Adding kitchen waste to your garden without composting – should you do it?

We’ve seen many people skip the compost process and place their kitchen waste directly into their garden. While this won’t kill your plants, there’s some things to consider when taking this approach.

Among other things, one of composts’ benefits is providing nitrogen (N) to the plants in your garden. The process of composting is actually one of micro-organisms breaking down the decaying material. Here’s the thing – these micro-organisms require nitrogen for this process. Until the process is finished, the composting process will TAKE nitrogen. If this is happening in your garden rather than a properly constructed compost pile, your plants will suffer from a lack of nitrogen to the decaying waste in the soil rather than receive from it. This must be overcome with additional nitrogen. What value then is there in doing this? Personally, we think it’s best not to put non-composted material onto your garden unless it’s mulch which will not have this same effect. Unless you generate a LOT of kitchen waste, it’s not likely that it’s really acting as mulch.

That doesn’t mean you cannot add this waste to the garden before it’s composted, but one would wonder what is the benefit since you’ll need additional nitrogen to compensate for what’s used in the break down process? Until it’s composted, the waste will not provide many benefits. Rather, it will take longer to decompose into valuable nutrients than if it were in a compost pile and could also attract all manner of undesirable pests and critters to your garden – not to mention it will likely smell. Not to mention, who knows if things like Salmonella would easily transfer from kitchen waste onto your otherwise fresh veggies 😉

Save yourself the trouble and build a compost heap or pile. You’ll be able to receive benefits faster this way and with far less hassle.

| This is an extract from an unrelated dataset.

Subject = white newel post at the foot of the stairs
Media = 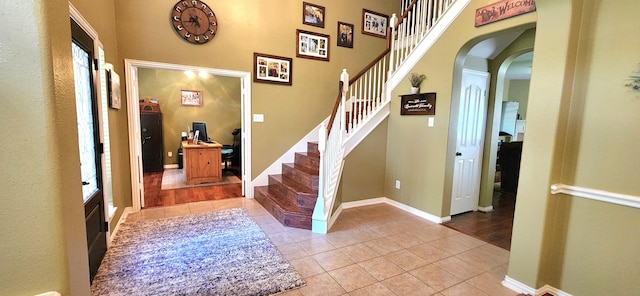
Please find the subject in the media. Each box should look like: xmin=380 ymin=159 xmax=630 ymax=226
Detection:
xmin=311 ymin=123 xmax=329 ymax=233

One thought on “Adding kitchen waste to your garden without composting – should you do it?

  1. Great,this is the most useful thing I’ve found so far on this approach, you make sensible points.

    Still I kept wondering if the (apparent) lack of stuff on this it isn’t just because of taboo, an unrealistic expectation that nature should be as “tidy” and “clean” as non-organic environments so many people in the West have become accustomed to.

    I see decay as essential to life, a beautiful part of the cycle of life not something shameful or disgusting to be hidden away, it helps me grasp what soil is all about: “the death and the resurrection” (I use this analogy out of respect for christianity)

    I’ve reasoned that just dropping kitchen waste on the surface of the soil (not burying it or making compost) is what nature would be doing anyway, parts of plants just falling to the ground and rotting, still me getting some terrible disease from it would be perfectly natural too.